I am looking forward to passing the time of day with a few other cyclists and pedestrians, and with a bit of luck there will be a handful of canoeists and boaters sharing the route as I pedal my way eastwards.
What is left of the Monklands Canal now terminates just north of Queen Street railway station. During the 19th century it was one of Scotland’s most important industrial arteries, bringing coal and iron ore up from the Clyde to Coatbridge and beyond before returning them as the finished article. These days it offers a pleasant commuting route into the centre of town, and it provides a superb wildlife corridor in a heavily built up environment. It is also a great place to fish, or moor your houseboat.
Having cycled a short distance west I will quickly reach the Forth & Clyde Canal, where I will turn right and begin the journey in earnest. Bishopbriggs, Kirkintilloch, Kilsyth and Cumbernauld. I will resist the temptation to stop for coffee and cake, instead pedalling on to the Falkirk Wheel where I will spoil myself at the newly refurbished café. Then another fork in the way, and a right turn towards Falkirk itself, then Linlithgow, Polmont and Broxburn before finally rolling into my destination just south of Haymarket station as darkness descends. 67 miles in total - pretty much all flat.
Scotland’s canals are one of our great national treasures. They belong to all of us, and they are managed on our behalf by a small public corporation called Scottish Canals. That organisation was created in 2012 when the Scottish part of what was then British Waterways was brought under Scottish control. The transformation that has occurred in the few years since then has been truly remarkable. Some of the changes have been conventional stuff - resurfaced towpaths, new moorings, additional houseboats, refurbished locks – but others have been truly innovative and inspirational.
Anyone passing junction six on the M9 cannot fail to notice the new piece of canal that now goes under the motorway, and the extraordinary piece of public art that is the Kelpies. Built by Scottish Canals and completed just over two years ago, they attracted over a million visitors in the first year and now enjoy global recognition. Pull in at the newly refurbished Falkirk Wheel, and you will find one of Scotland’s premier visitor destinations enjoying a renaissance that has boosted both visitor numbers and its financial fortunes.

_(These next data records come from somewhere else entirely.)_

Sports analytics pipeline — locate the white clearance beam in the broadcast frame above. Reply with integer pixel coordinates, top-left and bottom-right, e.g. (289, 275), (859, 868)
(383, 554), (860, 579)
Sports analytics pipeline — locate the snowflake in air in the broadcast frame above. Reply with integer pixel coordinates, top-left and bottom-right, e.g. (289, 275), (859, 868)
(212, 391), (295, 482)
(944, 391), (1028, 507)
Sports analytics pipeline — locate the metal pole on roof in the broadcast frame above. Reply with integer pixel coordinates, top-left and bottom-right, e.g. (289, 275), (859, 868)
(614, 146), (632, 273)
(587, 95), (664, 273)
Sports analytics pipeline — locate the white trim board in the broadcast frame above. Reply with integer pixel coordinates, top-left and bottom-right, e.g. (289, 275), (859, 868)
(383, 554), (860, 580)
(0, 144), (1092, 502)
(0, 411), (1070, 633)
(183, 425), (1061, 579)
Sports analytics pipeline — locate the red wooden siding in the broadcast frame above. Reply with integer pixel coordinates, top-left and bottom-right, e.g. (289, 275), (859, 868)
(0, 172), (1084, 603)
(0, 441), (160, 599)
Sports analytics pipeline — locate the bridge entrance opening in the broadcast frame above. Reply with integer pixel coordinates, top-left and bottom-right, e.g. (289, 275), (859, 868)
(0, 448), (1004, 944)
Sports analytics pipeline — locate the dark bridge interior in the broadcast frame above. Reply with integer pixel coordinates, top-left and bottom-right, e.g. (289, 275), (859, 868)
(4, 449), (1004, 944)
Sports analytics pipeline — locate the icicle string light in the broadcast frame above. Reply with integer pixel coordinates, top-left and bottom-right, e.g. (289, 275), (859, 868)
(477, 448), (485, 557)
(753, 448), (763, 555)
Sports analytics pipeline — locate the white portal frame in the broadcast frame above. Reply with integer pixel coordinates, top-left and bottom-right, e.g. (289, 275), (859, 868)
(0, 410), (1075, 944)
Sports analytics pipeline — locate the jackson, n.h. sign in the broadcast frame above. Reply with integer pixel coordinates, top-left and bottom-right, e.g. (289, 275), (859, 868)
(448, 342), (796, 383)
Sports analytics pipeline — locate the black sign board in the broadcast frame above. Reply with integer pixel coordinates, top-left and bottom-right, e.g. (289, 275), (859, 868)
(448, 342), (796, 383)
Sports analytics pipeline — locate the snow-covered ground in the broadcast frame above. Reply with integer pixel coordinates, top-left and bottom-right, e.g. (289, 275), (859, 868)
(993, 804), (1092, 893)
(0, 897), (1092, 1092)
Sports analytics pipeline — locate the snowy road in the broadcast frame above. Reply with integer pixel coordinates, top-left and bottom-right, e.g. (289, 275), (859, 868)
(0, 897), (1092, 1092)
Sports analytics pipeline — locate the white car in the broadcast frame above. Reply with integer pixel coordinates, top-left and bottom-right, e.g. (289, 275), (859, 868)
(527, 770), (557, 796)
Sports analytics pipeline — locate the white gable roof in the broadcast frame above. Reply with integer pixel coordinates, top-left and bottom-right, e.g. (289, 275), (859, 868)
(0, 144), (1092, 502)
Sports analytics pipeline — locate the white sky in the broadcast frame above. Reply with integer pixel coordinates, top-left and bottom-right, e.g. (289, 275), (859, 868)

Divert east to Edinburgh and you will find at Fountainbridge a vibrant mix of new residential flats, funky cafes and restaurants. A far cry from the place that so many of us remember from only a few years ago. Divert west and you can take in a spot of white water kayaking or wakeboarding at Pinkston Watersports Centre, or marvel at a remarkable initiative that will enable regeneration of a huge area to the north of Glasgow by using new “smart” technology to control the flow of surface water through the adjacent canal.
All of this is exciting, but it also has something quite profound to say about the future of this country. History has bequeathed to us an extraordinary array of infrastructure assets, a great many of which are publicly owned. Are we always making the most of them? Are we thinking innovatively enough about their contemporary relevance? Have we got the right people in the right places to realise this potential? Can we do more? Food for thought as I pedal along a piece of 18th century infrastructure that is addressing 21st century priorities.